Workers’ Compensation/Unemployment Compensation Denial Requirements
Most states offer employers the ability to deny or reduce claims benefits to employees. In circumstances where an employee is injured and it is determined that drug use was a contributing factor to the injury, employers may deny workers’ compensation benefits. Similarly, employees who are discharged due to drug abuse in the workplace may be denied unemployment benefits. There may be specific testing requirements that must be followed to qualify for this benefit. Employers are not required to comply, unless they wish to deny employees of these benefits.
Limited Protection Requirements
There are a handful of states that have laws that offer benefits or protections to employers regarding drug and alcohol testing (e.g., rebuttable presumption that a test result is valid, limitation on actions for defamation or false positives, etc.). There may be specific testing requirements that must be followed to qualify for this benefit. Employers are not required to comply with the statute unless they wish to receive these benefits.

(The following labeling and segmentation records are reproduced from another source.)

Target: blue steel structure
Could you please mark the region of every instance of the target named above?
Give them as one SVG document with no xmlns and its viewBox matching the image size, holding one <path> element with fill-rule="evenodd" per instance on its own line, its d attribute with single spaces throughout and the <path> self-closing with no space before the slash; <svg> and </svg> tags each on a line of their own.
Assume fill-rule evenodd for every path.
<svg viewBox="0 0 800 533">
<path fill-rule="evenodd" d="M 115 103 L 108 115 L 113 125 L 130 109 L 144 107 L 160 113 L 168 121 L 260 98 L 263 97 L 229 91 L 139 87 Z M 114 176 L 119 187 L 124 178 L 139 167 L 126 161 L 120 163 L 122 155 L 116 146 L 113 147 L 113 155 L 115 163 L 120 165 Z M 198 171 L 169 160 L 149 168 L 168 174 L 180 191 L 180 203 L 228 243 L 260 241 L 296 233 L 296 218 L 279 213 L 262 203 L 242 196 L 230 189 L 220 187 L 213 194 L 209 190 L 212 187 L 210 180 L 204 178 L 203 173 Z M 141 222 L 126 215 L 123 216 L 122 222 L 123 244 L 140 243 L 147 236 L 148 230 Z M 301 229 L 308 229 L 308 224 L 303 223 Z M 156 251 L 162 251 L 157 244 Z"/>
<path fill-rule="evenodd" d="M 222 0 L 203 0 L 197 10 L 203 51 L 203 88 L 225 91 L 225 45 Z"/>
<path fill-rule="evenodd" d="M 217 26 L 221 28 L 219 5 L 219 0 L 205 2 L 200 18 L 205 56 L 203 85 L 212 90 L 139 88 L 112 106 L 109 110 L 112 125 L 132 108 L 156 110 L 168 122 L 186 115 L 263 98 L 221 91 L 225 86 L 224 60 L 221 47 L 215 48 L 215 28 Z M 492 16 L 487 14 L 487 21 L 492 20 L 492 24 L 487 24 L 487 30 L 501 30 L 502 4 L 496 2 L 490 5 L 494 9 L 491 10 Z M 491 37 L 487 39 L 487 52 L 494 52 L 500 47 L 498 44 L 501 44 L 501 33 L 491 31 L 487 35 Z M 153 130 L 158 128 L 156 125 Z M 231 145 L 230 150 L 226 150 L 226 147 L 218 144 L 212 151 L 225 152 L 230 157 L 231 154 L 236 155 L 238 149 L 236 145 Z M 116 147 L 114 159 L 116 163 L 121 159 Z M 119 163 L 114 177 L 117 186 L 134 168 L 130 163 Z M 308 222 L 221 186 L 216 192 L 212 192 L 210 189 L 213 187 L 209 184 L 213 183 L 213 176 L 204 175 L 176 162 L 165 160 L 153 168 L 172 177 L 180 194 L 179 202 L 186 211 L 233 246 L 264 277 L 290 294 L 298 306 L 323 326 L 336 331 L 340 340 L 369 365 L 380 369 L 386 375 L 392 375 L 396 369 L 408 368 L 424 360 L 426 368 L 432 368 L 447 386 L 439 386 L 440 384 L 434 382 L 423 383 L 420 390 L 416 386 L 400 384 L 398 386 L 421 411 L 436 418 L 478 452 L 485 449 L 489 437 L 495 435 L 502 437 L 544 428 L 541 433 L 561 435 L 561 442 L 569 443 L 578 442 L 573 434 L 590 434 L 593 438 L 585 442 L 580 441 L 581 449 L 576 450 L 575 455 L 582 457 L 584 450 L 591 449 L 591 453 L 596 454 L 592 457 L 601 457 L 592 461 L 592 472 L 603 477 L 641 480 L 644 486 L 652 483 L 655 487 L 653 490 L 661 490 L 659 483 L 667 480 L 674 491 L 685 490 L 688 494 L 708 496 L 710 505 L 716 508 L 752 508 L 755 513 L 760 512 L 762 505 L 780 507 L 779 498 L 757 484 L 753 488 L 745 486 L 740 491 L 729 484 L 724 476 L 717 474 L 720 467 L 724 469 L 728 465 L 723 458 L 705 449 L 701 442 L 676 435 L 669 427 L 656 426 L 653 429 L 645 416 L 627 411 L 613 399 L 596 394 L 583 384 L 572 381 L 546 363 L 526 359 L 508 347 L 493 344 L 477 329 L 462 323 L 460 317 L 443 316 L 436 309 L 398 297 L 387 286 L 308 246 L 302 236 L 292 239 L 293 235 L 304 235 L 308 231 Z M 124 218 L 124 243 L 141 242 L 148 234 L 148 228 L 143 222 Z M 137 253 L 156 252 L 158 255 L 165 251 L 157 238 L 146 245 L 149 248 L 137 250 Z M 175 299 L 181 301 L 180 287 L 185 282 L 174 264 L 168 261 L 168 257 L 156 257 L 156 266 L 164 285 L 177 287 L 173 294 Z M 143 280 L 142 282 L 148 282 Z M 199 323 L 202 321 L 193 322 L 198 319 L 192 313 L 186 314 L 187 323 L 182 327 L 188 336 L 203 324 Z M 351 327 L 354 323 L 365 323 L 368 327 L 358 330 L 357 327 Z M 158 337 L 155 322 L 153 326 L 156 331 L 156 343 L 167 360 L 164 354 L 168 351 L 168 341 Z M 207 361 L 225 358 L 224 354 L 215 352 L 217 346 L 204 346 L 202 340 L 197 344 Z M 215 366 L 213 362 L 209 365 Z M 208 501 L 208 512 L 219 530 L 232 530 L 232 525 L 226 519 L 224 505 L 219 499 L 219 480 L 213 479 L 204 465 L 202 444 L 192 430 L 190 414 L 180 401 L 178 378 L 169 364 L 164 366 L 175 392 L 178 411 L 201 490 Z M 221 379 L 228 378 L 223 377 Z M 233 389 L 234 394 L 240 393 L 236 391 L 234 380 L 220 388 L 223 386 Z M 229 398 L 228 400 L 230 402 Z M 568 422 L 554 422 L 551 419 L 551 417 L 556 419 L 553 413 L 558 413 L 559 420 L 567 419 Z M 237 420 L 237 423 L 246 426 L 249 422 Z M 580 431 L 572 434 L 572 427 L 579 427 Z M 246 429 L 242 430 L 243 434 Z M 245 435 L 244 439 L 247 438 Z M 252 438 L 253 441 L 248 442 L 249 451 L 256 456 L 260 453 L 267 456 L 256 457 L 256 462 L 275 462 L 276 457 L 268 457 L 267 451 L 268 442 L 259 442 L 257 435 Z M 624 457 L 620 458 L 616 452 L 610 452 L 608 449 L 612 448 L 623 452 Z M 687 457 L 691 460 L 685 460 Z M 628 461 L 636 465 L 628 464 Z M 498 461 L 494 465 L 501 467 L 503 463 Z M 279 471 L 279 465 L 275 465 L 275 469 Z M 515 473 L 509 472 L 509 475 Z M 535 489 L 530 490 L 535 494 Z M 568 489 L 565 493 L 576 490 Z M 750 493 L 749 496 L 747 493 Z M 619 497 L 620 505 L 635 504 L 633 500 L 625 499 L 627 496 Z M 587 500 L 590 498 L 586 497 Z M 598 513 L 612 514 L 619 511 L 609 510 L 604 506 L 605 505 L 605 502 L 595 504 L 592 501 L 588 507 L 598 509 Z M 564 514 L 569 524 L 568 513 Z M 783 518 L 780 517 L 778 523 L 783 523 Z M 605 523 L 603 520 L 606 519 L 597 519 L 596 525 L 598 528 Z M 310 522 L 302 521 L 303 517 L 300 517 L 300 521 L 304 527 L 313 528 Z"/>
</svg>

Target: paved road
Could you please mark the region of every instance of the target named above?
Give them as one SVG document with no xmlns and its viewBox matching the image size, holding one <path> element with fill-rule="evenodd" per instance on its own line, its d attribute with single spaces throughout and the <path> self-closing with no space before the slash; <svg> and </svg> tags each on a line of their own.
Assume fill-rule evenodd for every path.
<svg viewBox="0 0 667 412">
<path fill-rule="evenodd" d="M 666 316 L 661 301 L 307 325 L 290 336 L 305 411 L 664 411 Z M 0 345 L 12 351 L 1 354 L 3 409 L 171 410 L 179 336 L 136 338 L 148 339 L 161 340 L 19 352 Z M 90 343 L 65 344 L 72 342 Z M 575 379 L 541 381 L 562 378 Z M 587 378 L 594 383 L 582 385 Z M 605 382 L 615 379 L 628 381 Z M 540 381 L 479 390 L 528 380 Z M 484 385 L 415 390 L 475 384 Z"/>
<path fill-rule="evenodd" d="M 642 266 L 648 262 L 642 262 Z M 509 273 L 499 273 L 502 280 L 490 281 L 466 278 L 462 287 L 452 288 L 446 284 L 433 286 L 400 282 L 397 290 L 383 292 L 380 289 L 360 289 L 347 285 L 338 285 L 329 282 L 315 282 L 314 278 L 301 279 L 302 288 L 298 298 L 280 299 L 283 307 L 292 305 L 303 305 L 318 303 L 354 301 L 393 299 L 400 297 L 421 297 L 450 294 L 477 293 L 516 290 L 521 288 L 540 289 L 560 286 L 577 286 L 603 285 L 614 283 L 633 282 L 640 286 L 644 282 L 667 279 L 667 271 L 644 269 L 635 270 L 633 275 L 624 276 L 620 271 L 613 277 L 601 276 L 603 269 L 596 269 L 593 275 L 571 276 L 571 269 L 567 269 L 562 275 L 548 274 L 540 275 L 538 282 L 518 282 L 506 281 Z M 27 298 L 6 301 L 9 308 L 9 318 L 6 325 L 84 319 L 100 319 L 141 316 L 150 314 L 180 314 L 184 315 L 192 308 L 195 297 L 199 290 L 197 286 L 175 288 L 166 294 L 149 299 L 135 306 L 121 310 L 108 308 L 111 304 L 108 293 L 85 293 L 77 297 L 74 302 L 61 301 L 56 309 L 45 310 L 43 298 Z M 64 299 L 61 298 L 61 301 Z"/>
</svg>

Many states have legalized marijuana and that number continues to grow. The medical marijuana laws may require certain requirements to be followed as part of workplace testing as well as hiring decisions. Employers that have testing programs in states that have medical marijuana laws are required to follow the state specific requirements. There are also states that have legalized recreational marijuana. In these states, the recreational use and its impact on the workplace varies and will likely continue to be refined in case law.
Case law is law established by judicial decisions in cases as distinguished from law created by legislation.

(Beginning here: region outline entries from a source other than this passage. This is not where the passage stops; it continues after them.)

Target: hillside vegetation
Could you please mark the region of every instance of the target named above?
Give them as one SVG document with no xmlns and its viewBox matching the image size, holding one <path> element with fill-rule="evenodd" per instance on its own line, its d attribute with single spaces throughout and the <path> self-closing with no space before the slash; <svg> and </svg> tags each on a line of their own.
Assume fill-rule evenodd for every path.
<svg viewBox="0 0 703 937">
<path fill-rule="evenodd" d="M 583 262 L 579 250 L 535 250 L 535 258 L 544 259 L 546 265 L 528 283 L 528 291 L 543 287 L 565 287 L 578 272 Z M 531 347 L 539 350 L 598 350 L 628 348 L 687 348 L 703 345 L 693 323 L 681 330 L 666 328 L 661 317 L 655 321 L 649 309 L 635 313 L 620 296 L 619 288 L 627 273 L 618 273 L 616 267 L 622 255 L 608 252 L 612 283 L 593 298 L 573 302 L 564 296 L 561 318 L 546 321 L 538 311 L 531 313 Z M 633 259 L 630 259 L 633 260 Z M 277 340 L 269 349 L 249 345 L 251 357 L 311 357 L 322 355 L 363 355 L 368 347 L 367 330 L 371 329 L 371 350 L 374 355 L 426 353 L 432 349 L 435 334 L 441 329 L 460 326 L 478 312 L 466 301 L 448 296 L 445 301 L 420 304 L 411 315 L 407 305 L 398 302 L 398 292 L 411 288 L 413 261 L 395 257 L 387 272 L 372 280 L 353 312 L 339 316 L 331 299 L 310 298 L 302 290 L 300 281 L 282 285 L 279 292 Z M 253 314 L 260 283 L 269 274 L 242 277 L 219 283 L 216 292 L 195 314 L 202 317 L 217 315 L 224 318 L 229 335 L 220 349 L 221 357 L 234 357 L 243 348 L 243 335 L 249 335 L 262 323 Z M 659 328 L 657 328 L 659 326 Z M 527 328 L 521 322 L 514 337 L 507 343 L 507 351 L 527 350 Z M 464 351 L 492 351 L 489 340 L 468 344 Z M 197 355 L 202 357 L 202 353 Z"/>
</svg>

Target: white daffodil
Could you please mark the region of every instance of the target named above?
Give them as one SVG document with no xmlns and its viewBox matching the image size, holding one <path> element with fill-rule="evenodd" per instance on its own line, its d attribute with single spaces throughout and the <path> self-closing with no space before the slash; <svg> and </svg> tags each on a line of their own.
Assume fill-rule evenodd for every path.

There are many case laws that impact workplace drug testing. Whether there is an existing law or no law established, a judge can make an interpretation of law which can be referred to as precedents. Several states have case law in place of mandatory law, California is one of them, and for employers in those states it is critical that they understand case law and how it will likely apply to them as they develop their policies.
Legal Liability (POCT)
With the ease of point of collection testing (POCT) comes the precedent of legal liability. When collecting a rapid result urine sample, an employer must perform as the laboratory does in certain states (ex. New York). This includes ensuring the sample was properly collected according to state/federal regulations, running the instant urine assay correctly, interpreting the test result, and ensuring a quality assurance and quality control program to safeguard the integrity of the devices used and the procedures followed. The outcomes of the test result may involve subsequent disciplinary action. The legal liability for a POCT is much greater than collecting a specimen and sending it off to a lab for analysis. There are far more processes open to potential error and mishandling.

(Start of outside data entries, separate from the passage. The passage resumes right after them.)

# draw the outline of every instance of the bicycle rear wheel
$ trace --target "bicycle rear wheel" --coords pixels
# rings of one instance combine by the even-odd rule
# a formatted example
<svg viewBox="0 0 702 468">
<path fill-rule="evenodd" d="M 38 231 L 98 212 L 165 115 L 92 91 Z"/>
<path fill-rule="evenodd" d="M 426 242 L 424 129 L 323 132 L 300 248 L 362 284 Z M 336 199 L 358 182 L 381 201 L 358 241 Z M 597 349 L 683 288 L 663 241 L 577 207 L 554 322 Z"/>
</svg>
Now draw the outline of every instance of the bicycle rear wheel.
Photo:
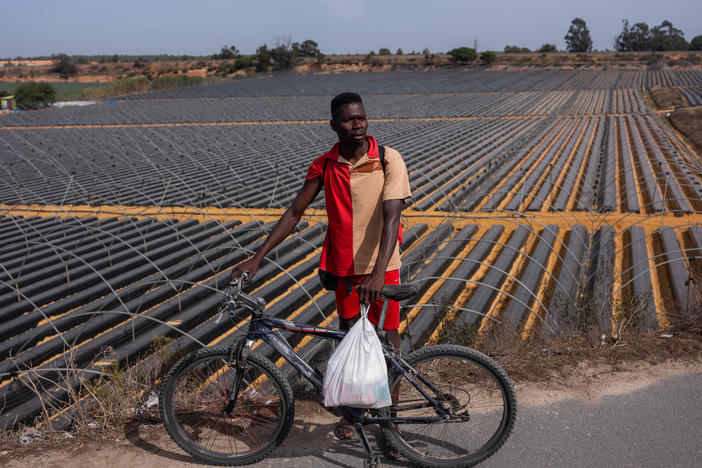
<svg viewBox="0 0 702 468">
<path fill-rule="evenodd" d="M 159 408 L 166 430 L 183 450 L 208 463 L 259 461 L 292 426 L 290 384 L 270 360 L 253 352 L 234 410 L 225 414 L 235 375 L 226 348 L 204 348 L 181 359 L 161 386 Z"/>
<path fill-rule="evenodd" d="M 504 444 L 514 427 L 517 399 L 509 377 L 495 361 L 457 345 L 430 346 L 405 360 L 439 395 L 415 378 L 420 387 L 451 410 L 445 421 L 383 425 L 386 437 L 407 459 L 432 467 L 472 466 Z M 383 415 L 437 415 L 427 399 L 395 372 L 390 377 L 391 393 L 397 386 L 397 403 L 383 408 Z"/>
</svg>

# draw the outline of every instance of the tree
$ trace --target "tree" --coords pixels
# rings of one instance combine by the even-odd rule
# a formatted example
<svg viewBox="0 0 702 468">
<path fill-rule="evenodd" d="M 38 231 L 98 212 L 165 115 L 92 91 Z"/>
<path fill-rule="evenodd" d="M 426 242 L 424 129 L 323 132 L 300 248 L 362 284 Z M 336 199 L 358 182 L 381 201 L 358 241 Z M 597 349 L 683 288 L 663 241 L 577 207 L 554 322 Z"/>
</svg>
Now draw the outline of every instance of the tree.
<svg viewBox="0 0 702 468">
<path fill-rule="evenodd" d="M 492 63 L 497 60 L 497 54 L 491 50 L 486 50 L 480 54 L 480 60 L 485 63 Z"/>
<path fill-rule="evenodd" d="M 688 50 L 690 44 L 683 32 L 673 23 L 664 20 L 659 26 L 651 28 L 651 50 Z"/>
<path fill-rule="evenodd" d="M 15 102 L 20 109 L 39 109 L 56 101 L 56 90 L 49 83 L 23 83 L 15 89 Z"/>
<path fill-rule="evenodd" d="M 256 49 L 256 71 L 264 71 L 271 64 L 271 51 L 268 49 L 268 44 L 263 44 Z"/>
<path fill-rule="evenodd" d="M 548 52 L 555 52 L 556 51 L 556 46 L 554 44 L 543 44 L 537 52 L 542 52 L 542 53 L 548 53 Z"/>
<path fill-rule="evenodd" d="M 316 42 L 312 39 L 307 39 L 300 44 L 298 54 L 298 57 L 319 57 L 322 52 L 320 52 Z"/>
<path fill-rule="evenodd" d="M 214 54 L 212 55 L 213 59 L 222 59 L 222 60 L 227 60 L 227 59 L 233 59 L 237 58 L 239 55 L 239 49 L 236 48 L 234 44 L 231 46 L 227 47 L 224 46 L 222 47 L 222 50 L 219 51 L 219 54 Z"/>
<path fill-rule="evenodd" d="M 291 46 L 279 44 L 271 49 L 271 58 L 279 70 L 288 70 L 295 64 L 295 52 Z"/>
<path fill-rule="evenodd" d="M 614 48 L 619 51 L 651 50 L 651 31 L 648 25 L 640 22 L 629 26 L 629 20 L 622 20 L 622 32 L 614 41 Z"/>
<path fill-rule="evenodd" d="M 251 66 L 251 57 L 248 55 L 242 55 L 234 60 L 234 69 L 241 70 L 242 68 L 249 68 Z"/>
<path fill-rule="evenodd" d="M 475 49 L 470 47 L 457 47 L 447 52 L 455 62 L 472 62 L 478 57 Z"/>
<path fill-rule="evenodd" d="M 531 50 L 528 47 L 505 46 L 505 53 L 507 54 L 528 54 L 529 52 L 531 52 Z"/>
<path fill-rule="evenodd" d="M 54 61 L 54 68 L 51 71 L 61 75 L 61 78 L 68 78 L 78 73 L 78 69 L 68 55 L 63 53 L 54 54 L 51 56 L 51 59 Z"/>
<path fill-rule="evenodd" d="M 568 52 L 589 52 L 592 50 L 590 30 L 582 18 L 575 18 L 570 23 L 568 34 L 564 37 Z"/>
</svg>

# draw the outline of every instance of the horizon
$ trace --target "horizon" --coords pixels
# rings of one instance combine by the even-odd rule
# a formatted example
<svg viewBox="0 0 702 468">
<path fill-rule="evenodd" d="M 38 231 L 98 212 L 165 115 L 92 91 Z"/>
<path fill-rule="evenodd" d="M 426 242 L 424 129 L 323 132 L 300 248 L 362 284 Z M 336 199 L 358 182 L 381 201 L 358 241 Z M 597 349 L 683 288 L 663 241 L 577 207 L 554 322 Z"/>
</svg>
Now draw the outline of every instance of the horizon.
<svg viewBox="0 0 702 468">
<path fill-rule="evenodd" d="M 263 44 L 270 47 L 307 39 L 317 42 L 326 55 L 363 55 L 380 48 L 393 54 L 398 48 L 406 54 L 424 49 L 445 53 L 455 47 L 474 47 L 476 41 L 478 51 L 501 52 L 506 45 L 536 50 L 546 43 L 564 50 L 564 36 L 576 17 L 586 21 L 597 51 L 614 48 L 624 19 L 649 27 L 668 20 L 683 31 L 688 42 L 702 35 L 698 21 L 702 2 L 692 0 L 663 5 L 651 0 L 616 4 L 603 0 L 587 4 L 479 0 L 470 5 L 446 0 L 431 7 L 417 0 L 352 0 L 342 5 L 276 0 L 242 6 L 214 0 L 207 8 L 182 0 L 125 0 L 119 5 L 74 0 L 58 8 L 47 0 L 7 6 L 3 16 L 11 20 L 0 28 L 0 57 L 58 53 L 202 57 L 231 45 L 249 55 Z"/>
</svg>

For some employers, there may be no specific drug testing requirements to implement as part of the testing program. However, laws change and it is important to keep track of the laws that may affect your program. On the other hand, some employers may be required to follow multiple laws and must understand how they all come together. In all cases, it is essential that employers understand the nuances of the different laws that apply to their workplace. Before proceeding with a workplace testing program, check for laws that might apply to you.